Edited by Annika Butler-Wall, Kim Cosier, Rachel Harper, Jeff Sapp, Jody Sokolower, and Melissa Bollow Tempel, Rethinking Sexism, Gender, and Sexuality is a collection of inspiring stories about how to integrate feminist and LGBTQ content into curriculum, make it part of a vision for social justice, and create classrooms and schools that nurture all children and their families. Includes insightful, inspiring articles about:
- Our Classrooms
- Our Curriculum
- When Teachers Come Out
- Beyond the Classroom
- Teacher Education, Continuing Education
From the introduction by Rethinking Schools editor Jody Sokolower:
What if schools were places where children could explore their identities and passions without worrying about gender roles—without worrying about gender at all?
What if all groups marginalized by our history books—including women and LGBTQ people—were central to the content we teach and learn?
What if age-appropriate, supportive discussions of sexuality were welcome across grade levels and subject areas?
What if LGBTQ teachers and family members were embraced by schools as essential to the diversity that makes a community strong?
Questions like these inspired this book. We began work in the midst of increasing discussion about LGBTQ issues, fueled by campaigns to legalize gay marriage; recognition by school districts—in the face of a series of murders and suicides—that they had to do something about harassment of LGBTQ students; and the end of the military’s “don’t ask, don’t tell” policy.

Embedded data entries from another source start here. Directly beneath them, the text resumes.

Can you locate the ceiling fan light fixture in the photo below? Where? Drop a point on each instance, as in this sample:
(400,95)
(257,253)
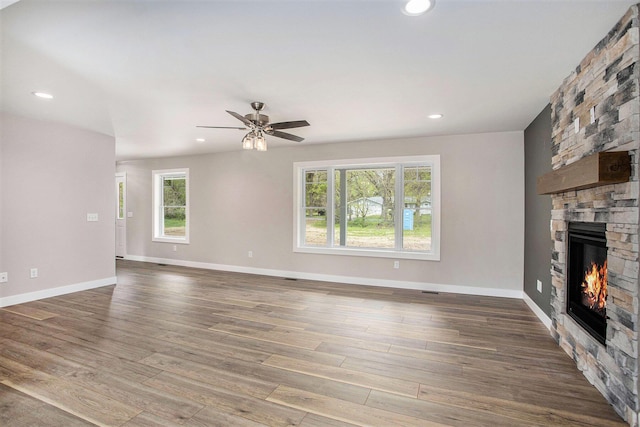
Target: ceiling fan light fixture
(260,142)
(418,7)
(247,141)
(42,95)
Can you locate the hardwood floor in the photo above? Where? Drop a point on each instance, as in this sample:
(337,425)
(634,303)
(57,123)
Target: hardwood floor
(177,346)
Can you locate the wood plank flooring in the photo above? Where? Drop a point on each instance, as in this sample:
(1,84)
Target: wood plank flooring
(172,346)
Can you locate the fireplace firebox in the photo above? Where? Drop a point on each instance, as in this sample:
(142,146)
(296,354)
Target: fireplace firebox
(587,277)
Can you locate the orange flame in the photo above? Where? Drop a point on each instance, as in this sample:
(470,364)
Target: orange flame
(594,288)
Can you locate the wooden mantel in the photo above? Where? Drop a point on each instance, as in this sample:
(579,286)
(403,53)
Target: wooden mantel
(598,169)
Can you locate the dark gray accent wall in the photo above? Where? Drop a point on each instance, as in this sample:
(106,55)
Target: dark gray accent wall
(537,211)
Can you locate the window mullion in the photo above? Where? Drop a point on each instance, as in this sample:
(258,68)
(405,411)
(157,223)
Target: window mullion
(399,206)
(330,207)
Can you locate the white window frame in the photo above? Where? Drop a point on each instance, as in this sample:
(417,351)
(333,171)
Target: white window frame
(330,165)
(158,211)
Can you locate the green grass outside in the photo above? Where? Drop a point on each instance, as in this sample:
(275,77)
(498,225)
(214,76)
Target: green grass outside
(373,227)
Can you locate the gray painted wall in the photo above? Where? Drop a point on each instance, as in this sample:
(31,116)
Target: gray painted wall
(243,201)
(53,175)
(537,216)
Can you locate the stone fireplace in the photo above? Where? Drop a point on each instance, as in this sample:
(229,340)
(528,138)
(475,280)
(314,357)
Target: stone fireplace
(587,277)
(596,110)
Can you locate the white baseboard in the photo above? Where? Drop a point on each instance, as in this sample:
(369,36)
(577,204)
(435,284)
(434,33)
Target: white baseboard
(54,292)
(421,286)
(537,311)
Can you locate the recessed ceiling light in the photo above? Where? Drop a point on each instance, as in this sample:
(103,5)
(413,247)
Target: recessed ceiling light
(42,95)
(418,7)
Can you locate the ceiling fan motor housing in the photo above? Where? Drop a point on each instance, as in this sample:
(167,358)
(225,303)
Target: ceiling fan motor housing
(263,119)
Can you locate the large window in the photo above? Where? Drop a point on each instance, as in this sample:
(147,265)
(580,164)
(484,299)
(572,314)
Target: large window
(369,207)
(171,205)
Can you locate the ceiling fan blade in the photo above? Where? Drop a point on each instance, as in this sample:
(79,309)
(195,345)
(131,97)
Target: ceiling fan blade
(285,135)
(289,125)
(241,118)
(221,127)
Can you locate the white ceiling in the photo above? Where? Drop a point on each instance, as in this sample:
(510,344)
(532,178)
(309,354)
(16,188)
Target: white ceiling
(147,72)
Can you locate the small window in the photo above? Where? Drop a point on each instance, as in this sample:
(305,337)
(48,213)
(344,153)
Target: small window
(171,206)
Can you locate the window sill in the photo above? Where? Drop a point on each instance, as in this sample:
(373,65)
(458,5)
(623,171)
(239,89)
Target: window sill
(372,253)
(174,240)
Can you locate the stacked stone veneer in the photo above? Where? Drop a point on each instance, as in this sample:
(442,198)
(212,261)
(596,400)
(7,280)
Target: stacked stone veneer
(607,78)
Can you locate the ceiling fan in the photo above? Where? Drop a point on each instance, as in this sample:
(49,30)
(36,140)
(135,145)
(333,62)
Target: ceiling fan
(258,125)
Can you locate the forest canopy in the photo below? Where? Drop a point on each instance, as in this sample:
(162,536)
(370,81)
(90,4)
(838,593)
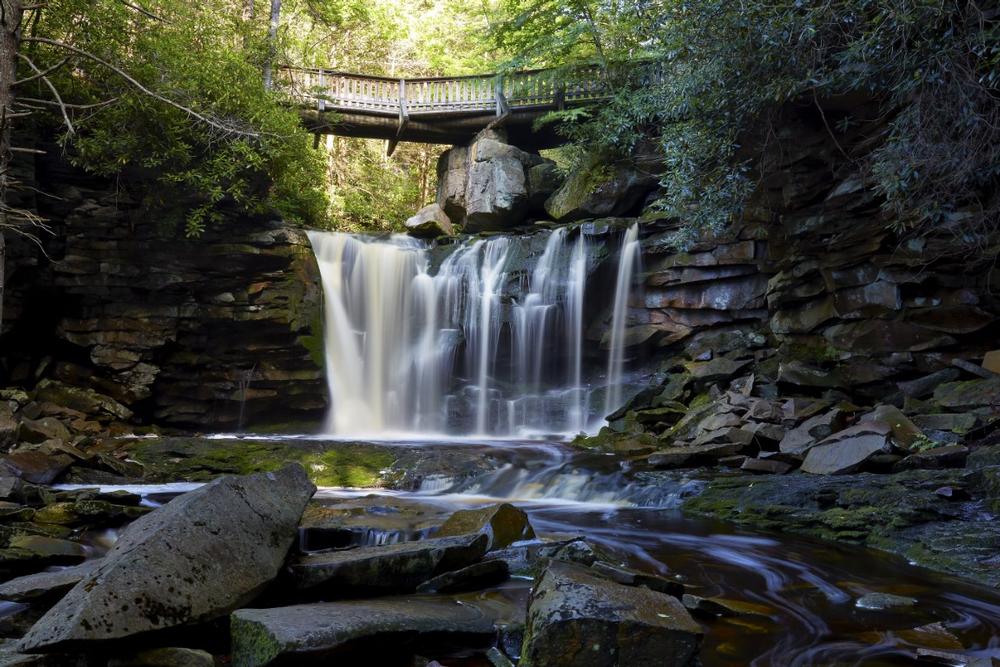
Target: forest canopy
(197,116)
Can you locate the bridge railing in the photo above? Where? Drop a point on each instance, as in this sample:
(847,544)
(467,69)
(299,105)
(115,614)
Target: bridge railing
(342,91)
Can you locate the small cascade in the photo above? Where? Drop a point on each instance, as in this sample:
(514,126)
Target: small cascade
(623,288)
(491,343)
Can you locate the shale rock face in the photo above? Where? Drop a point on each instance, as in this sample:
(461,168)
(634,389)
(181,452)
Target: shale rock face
(196,558)
(187,328)
(577,619)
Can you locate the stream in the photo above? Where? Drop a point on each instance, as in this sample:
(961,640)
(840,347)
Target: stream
(809,588)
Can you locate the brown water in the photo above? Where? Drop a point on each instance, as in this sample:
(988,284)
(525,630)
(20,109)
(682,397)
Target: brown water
(808,588)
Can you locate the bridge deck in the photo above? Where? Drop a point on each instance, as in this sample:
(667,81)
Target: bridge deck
(448,110)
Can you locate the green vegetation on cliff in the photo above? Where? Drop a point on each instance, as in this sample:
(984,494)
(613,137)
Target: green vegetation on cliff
(925,74)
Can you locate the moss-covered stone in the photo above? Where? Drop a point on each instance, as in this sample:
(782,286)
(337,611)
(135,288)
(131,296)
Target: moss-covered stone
(328,464)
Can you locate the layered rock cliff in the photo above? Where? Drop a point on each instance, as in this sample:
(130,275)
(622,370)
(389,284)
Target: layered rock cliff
(206,332)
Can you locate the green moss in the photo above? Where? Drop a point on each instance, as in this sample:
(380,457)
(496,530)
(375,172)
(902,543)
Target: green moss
(328,464)
(359,466)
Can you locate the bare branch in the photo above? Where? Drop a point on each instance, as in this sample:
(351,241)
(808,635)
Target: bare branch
(136,84)
(21,101)
(39,75)
(145,12)
(52,89)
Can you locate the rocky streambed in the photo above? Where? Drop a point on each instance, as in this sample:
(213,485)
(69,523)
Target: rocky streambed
(485,553)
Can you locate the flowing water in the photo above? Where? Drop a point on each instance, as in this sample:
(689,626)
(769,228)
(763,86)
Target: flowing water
(807,589)
(488,341)
(470,353)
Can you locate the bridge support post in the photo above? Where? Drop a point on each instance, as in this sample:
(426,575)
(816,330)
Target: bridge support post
(404,118)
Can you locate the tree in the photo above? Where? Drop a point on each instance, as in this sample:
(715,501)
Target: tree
(170,90)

We are encouraged by the momentum, but concerned that “gay rights” is too narrow a focus and separated from an overall understanding of social justice. For example, we’re sure the “It Gets Better” project, with half a million videos by everyone from Ellen DeGeneres to President Obama telling LGBTQ students to hang on, has helped many youth who felt isolated and alone. But it relies on a very individualized way of looking at the problem—everyone should be nice to each other, and your life will be better once you’re out of school. That’s a pretty low bar, and it doesn’t say much about the ways that schools need to change.